Basically for each of the hash blocks "ja", "va", "ut", "il" we want to find $2$ letter strings c, x, y, z, such that class c has functions x, y, z returning y, z, "ja" (or one of the other blocks) respectively. Such chains x -> y -> z -> "ja" can be easily found by inspection, starting by looking for "ja" in one of the classes. The password is then a combination of such c+x pairs, which is in human readable format and can be wrapped into a flag.

Web

I was only able to solve one of the challenges. The challenges seemed fun and I thought I was close to some of them, but I clearly still lack experience.

Tic Tac Toe

We are presented with a Tic Tac Toe board and are asked to beat the AI for the flag.

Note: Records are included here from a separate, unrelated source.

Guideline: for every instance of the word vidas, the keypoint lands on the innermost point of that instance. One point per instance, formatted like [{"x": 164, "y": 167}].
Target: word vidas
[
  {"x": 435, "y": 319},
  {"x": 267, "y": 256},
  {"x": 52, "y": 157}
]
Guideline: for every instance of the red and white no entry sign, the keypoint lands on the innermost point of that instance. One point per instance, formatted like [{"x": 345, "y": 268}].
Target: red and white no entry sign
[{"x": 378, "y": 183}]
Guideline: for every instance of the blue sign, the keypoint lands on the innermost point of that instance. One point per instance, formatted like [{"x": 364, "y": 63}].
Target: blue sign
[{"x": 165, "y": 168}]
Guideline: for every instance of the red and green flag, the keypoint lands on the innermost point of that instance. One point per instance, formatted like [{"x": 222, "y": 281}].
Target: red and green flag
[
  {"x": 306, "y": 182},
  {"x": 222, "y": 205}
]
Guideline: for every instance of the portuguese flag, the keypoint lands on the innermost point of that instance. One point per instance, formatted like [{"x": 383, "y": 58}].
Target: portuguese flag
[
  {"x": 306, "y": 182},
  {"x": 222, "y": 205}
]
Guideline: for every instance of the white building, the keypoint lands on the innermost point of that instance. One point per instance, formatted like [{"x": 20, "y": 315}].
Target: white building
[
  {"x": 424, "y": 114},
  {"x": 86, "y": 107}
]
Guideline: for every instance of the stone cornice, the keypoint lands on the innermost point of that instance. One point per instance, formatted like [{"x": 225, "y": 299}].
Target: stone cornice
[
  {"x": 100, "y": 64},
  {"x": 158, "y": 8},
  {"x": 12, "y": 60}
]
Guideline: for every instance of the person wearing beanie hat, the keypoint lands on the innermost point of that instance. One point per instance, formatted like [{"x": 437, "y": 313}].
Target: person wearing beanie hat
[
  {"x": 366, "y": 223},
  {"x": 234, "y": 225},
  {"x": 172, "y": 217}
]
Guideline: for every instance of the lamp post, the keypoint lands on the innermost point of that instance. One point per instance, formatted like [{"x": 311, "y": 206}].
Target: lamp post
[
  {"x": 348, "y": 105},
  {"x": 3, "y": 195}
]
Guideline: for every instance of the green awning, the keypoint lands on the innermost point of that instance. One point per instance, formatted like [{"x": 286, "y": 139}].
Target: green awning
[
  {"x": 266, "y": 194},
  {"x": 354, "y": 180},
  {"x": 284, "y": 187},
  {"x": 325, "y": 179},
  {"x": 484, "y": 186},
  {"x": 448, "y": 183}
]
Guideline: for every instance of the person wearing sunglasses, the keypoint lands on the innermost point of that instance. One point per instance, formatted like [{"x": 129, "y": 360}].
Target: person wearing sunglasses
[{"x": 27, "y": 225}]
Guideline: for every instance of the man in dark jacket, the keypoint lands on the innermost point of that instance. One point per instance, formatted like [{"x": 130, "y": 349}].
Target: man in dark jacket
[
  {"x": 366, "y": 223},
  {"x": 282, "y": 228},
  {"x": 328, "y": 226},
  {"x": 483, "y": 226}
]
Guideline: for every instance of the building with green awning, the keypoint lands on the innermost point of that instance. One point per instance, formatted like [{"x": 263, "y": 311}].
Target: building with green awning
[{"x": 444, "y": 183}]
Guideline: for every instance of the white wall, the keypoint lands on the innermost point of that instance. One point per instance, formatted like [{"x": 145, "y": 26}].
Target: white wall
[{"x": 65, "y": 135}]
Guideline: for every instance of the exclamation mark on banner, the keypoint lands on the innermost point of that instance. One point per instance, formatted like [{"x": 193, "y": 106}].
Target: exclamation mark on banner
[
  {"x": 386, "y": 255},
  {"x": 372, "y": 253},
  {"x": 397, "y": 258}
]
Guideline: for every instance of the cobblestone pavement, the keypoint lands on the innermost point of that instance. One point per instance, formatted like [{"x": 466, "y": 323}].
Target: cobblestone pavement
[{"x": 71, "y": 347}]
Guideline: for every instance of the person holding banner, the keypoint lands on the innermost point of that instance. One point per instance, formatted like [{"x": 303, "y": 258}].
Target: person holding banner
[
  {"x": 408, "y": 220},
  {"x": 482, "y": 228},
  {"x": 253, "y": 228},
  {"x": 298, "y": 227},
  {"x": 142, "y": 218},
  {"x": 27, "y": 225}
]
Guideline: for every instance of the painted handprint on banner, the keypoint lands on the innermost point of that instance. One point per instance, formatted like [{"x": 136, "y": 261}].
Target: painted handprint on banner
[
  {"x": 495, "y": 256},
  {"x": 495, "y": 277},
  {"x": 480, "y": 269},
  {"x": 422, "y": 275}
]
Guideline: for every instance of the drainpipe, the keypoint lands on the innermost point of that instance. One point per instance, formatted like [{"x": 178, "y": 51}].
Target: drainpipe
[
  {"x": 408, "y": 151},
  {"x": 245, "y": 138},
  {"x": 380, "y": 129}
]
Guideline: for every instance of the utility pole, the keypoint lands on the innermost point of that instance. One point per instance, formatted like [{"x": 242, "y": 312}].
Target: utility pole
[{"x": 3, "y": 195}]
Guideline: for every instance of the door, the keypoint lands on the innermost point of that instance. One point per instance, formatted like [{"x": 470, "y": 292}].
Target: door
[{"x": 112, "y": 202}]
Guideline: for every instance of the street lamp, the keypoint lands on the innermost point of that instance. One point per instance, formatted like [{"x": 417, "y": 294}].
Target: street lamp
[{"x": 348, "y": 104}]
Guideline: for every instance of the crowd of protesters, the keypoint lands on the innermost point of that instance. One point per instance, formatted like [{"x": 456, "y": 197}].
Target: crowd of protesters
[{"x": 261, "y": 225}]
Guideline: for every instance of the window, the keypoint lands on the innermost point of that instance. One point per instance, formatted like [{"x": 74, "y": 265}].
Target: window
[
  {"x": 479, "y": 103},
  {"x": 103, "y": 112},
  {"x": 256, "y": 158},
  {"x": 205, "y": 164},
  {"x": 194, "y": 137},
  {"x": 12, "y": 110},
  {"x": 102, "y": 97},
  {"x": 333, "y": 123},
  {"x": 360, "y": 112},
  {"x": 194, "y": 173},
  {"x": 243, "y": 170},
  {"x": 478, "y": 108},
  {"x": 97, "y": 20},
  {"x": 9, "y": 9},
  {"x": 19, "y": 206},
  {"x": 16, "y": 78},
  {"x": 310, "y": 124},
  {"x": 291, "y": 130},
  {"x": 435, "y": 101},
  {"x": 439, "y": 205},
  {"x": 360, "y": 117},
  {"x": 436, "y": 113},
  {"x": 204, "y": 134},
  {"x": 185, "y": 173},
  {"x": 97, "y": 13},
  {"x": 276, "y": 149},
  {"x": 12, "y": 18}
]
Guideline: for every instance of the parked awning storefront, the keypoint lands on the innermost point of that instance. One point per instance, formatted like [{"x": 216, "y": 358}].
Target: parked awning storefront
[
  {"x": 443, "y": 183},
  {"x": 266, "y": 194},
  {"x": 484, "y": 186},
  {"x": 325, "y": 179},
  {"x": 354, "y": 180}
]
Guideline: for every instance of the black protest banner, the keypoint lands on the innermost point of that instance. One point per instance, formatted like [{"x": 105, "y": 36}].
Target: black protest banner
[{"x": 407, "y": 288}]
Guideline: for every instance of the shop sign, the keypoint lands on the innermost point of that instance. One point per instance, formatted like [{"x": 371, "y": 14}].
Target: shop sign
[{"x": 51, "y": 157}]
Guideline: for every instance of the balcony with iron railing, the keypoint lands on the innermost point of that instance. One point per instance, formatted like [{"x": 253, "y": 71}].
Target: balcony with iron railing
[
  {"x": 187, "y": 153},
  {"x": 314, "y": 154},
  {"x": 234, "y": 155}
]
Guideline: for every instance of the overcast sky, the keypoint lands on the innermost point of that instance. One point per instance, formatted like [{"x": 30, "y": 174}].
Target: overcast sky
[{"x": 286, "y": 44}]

The way I solved this challenge is to set a breakpoint in the browser on a click event. Then I clicked on the board and examined the accessible variables. One of them seemed like the current state of the game board, so I changed the state to be winning for me, and that gave me the flag.

[ZTC]

This category was more misc than the Misc category. Most challenges required reading some form of QR code, and were somewhat enjoyable, as they gave me a reason to explore Krita and Blender, which I meant to do at some point anyways.

Ralphie!

This challenge was pretty obvious in the sense that there was a faint QR code in one part of the image. I used Krita to increase the contrast and was left with 3 different colours that made up the QR code. Blue was obviously to be kept, as it contained the main features of the QR code (the corners).

This challenge wasn’t too difficult, but took me a bit of time to get familiar with Krita. I basically did the following

turned the colours into different shades of black
used the color adjustment curves (Ctrl + m) to completely hide some of the colours, and make others black
Try to read the QR code
Repeat for the $4$ colour combinations containing blue

$2$ combinations returned nothing, one combination returned a fake flag, and the last one I tried was the one I actually needed.

peepdis

This was a 3d model file, which could be opened by Blender, and that’s what I chose as I was planning on learning some Blender anyways.

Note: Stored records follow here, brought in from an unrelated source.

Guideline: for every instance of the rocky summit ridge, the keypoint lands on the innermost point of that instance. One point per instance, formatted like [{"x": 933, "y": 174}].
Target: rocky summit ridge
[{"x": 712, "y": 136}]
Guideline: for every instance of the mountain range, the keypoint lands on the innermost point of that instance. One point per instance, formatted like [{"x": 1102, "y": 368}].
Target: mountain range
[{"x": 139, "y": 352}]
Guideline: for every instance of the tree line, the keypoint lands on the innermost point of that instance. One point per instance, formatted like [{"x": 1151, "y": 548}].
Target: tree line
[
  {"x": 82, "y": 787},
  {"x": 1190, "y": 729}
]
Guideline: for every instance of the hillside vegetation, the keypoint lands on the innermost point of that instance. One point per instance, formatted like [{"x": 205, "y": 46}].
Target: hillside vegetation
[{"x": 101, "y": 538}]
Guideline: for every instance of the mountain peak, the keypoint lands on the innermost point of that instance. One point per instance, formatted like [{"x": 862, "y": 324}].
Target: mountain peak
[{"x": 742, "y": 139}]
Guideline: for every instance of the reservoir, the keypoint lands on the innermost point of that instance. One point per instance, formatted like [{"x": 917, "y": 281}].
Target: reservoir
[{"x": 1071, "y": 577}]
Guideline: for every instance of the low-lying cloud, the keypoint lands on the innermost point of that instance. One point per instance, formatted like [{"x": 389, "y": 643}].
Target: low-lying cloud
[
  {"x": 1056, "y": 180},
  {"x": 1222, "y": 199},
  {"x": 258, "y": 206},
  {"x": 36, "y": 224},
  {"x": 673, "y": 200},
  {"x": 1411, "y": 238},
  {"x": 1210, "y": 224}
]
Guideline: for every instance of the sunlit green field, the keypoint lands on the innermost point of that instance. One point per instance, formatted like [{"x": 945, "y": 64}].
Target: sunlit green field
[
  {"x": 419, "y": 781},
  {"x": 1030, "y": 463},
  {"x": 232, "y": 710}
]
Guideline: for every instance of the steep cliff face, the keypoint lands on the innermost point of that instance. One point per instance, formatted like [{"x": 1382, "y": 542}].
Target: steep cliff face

When opened, the model is clearly a 3d representation of a QR code, but there are a few issues:

The whole model is grey, with certain parts sticking out.
There was a fair amount of specular shading, making it impossible to simply take the picture of the QR code.
- Also I know nothing about how to change the shading of an object in Blender

It took me some time to get used to Blender movement commands. The first thing I tried was the bisector tool: I though I would bisect along the plane of the QR code, leaving only the sticking out faces. This would have been a great idea, but after bisecting I realised that the outside and inside flip sides at some points in the model, and I can’t just choose one of the faces of the QR code. What a terribly designed model!

Then I realised that I can just select a bunch of faces and delete them. So I ended up deleting the unnecessary faces one layer at a time, which was surprisingly satisfying.

Once I got the faces removed, it took a bit more tweaking to increase the contrast between the QR code and the background, but I was eventually able to get the flag. And now I have some understanding of how Blender works!